Travellers coming from these soon-to-be 20 Category 2 countries, will be required to isolate at one of the participating quarantine hotels. Travellers coming from Austria, the United Arab Emirates, and 16 countries in Sub-Saharan Africa will be affected, as the third wave of COVID-19 continues to grip the world.
Incoming passengers arriving from these countries, who also are not essential workers, will be subject to the mandatory 14-day quarantine in a hotel, which must also be paid for by themselves.

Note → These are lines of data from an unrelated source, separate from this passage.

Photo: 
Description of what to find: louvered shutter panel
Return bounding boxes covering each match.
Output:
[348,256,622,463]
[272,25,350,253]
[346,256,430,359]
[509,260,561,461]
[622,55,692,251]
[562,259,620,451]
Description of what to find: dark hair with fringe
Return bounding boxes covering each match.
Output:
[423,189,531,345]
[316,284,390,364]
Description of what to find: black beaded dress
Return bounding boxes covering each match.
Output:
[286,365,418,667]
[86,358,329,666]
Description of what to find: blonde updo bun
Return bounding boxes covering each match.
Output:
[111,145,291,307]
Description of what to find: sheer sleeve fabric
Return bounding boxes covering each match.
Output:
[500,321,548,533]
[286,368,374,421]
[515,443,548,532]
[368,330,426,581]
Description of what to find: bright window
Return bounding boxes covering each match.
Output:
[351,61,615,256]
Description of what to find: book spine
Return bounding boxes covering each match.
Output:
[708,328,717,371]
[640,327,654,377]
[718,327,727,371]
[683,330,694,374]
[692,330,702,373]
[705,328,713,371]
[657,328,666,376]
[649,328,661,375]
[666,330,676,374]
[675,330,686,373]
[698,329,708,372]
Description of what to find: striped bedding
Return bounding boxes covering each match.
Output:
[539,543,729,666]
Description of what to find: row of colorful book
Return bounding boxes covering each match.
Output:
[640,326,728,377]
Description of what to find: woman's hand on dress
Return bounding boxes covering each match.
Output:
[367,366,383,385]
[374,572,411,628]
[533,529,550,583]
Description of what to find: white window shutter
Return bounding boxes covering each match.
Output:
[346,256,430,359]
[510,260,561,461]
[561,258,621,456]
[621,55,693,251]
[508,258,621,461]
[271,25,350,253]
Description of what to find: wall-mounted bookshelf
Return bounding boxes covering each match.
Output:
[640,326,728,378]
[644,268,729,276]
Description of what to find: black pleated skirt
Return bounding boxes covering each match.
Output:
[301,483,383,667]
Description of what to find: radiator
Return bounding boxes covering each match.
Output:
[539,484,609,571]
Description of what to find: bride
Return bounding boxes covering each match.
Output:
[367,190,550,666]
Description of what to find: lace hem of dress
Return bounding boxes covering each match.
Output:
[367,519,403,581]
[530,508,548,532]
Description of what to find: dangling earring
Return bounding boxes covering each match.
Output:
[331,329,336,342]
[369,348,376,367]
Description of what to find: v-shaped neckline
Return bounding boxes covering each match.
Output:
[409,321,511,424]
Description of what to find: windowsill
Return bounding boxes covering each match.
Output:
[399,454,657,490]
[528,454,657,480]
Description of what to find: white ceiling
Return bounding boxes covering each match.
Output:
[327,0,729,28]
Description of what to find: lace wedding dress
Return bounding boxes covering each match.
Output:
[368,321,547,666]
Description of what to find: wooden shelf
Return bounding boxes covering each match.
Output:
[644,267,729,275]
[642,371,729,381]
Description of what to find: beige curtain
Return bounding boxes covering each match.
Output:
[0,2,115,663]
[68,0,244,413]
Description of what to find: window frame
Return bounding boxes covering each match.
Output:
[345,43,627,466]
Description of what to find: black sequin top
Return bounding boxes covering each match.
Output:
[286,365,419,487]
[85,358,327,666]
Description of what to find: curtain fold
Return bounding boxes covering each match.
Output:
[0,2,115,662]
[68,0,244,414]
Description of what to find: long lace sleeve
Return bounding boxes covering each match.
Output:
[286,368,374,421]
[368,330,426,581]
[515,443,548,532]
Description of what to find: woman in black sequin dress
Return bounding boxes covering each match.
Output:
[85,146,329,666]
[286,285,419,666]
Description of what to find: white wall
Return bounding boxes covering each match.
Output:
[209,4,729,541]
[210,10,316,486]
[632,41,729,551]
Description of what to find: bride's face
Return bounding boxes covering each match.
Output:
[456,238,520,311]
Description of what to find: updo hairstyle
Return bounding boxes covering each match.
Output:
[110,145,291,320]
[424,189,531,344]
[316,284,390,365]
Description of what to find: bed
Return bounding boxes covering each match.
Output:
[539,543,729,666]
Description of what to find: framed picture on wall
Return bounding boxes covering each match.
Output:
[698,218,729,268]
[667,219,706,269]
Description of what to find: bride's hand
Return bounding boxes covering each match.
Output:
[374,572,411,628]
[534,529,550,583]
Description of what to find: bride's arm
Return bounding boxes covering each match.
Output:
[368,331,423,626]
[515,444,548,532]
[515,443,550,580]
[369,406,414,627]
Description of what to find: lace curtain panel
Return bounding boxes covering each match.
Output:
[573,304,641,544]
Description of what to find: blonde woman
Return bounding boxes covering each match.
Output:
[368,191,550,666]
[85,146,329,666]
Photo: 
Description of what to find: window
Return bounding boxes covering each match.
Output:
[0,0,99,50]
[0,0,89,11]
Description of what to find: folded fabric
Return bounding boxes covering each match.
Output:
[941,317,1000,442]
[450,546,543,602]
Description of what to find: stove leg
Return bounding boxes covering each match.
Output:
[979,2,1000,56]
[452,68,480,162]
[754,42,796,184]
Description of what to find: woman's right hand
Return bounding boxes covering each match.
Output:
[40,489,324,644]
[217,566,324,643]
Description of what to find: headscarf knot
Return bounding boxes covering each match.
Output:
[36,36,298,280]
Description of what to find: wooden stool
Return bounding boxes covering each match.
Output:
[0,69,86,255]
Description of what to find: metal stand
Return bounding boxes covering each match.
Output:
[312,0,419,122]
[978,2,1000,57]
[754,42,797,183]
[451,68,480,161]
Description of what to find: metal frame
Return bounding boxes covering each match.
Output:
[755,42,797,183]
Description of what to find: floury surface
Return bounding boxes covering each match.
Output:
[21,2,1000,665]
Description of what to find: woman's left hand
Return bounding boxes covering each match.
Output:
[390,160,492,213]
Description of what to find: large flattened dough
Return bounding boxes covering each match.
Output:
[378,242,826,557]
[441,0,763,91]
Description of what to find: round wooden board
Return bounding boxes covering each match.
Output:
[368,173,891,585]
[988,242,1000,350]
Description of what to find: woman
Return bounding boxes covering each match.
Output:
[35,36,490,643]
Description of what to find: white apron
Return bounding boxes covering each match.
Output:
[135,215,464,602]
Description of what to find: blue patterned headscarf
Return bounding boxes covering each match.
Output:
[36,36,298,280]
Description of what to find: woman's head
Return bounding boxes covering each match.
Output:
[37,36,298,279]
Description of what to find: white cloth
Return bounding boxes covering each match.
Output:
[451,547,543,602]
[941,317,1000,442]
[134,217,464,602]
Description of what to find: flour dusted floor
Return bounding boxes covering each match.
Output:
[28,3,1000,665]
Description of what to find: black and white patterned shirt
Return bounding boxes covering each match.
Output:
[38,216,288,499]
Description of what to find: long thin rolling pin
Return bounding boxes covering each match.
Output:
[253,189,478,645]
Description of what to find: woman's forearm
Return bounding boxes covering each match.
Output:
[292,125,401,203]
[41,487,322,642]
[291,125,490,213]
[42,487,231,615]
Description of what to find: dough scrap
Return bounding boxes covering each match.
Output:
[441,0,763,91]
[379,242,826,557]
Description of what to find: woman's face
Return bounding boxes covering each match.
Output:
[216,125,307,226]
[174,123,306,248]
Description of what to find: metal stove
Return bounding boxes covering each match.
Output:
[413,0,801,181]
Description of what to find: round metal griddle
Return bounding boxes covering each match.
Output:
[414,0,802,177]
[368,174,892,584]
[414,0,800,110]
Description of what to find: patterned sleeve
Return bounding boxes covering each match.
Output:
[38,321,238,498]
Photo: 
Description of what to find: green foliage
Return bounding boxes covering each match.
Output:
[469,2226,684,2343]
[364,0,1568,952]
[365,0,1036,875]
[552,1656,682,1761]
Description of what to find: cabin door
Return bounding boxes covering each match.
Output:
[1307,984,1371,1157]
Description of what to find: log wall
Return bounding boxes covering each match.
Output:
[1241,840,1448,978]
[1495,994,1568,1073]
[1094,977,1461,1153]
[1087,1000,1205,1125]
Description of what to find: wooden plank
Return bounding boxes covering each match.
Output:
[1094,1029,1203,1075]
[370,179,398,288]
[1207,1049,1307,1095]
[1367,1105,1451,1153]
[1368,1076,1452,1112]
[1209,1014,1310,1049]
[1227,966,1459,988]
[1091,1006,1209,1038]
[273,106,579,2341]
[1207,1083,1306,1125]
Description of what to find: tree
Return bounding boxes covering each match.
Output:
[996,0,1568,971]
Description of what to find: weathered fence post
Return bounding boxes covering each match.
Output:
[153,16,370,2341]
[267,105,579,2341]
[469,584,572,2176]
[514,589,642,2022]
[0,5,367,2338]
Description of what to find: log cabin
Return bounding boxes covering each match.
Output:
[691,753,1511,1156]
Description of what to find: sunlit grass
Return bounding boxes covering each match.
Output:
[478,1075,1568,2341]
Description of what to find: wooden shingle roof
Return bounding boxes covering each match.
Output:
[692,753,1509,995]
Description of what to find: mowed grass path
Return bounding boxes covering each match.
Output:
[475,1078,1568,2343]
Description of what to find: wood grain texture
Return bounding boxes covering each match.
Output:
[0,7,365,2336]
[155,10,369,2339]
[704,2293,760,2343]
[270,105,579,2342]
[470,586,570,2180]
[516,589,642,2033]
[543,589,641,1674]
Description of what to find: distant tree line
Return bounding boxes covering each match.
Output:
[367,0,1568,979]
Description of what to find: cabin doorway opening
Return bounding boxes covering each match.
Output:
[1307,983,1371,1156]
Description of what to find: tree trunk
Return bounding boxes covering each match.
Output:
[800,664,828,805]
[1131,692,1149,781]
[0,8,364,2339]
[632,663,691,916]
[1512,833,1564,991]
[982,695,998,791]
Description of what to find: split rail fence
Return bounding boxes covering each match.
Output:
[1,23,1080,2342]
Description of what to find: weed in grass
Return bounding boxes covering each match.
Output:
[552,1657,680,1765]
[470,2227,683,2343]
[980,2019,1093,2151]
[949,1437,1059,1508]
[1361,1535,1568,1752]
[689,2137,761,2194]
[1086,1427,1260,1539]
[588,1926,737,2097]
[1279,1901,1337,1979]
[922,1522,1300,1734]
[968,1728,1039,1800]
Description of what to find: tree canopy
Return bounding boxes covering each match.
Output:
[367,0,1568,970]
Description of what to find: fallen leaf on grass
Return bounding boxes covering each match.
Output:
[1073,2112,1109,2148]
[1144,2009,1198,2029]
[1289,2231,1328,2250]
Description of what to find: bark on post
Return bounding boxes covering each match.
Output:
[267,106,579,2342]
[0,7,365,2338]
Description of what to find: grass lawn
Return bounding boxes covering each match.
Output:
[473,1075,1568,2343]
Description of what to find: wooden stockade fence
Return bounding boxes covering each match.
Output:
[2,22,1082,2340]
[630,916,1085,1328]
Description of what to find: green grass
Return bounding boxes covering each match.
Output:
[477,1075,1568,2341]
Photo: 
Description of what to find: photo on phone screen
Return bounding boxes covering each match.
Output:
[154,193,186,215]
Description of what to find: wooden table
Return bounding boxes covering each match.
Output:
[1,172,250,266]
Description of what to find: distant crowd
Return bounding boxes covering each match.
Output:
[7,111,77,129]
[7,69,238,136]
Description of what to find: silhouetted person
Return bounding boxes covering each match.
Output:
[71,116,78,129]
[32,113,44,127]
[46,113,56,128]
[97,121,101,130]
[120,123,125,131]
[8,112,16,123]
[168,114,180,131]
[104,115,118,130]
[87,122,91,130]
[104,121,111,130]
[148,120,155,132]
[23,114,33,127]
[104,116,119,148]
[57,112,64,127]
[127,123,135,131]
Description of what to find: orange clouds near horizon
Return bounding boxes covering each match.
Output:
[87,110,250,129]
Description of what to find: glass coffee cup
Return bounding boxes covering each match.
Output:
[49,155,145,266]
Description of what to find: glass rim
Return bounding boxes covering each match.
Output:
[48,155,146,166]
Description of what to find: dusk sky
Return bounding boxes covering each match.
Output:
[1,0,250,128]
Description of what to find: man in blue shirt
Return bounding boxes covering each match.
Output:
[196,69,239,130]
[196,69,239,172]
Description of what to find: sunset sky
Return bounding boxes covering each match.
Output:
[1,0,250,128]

All passengers who arrive into the country must now prove that they are not infected with a negative PCR test. Failure to produce this proof, travellers will be treated the same way as those arriving from a Category 2 country and will have to isolate through the mandatory quarantine as well.
The official list of Category 2 countries being added to the list is due to be published today. Yesterday, Micheal Martin announced that anyone travelling out of the country for non-essential reasons will now be hit hard as the fine has been quadrupled. Originally, people had to pay a fine of €500 for non-essential travel abroad, whereas now they will be hit with a €2,000 fine.
Speaking in the Dail, Taoiseach Micháel Martin said: “There’s a sense the €500 is not sufficient disincentive to travel abroad. The Government is considering increasing that to €2,000, to act as a significant deterrent”.
“Even now, as we move into a mandatory quarantining phase, we have to think beyond that as a strategy. All countries do, otherwise we end up as prisoners in our own country in the medium to long term. That comes back to the global vaccination strategy, that is going to be key to ending this,” he said while speaking on Morning Ireland.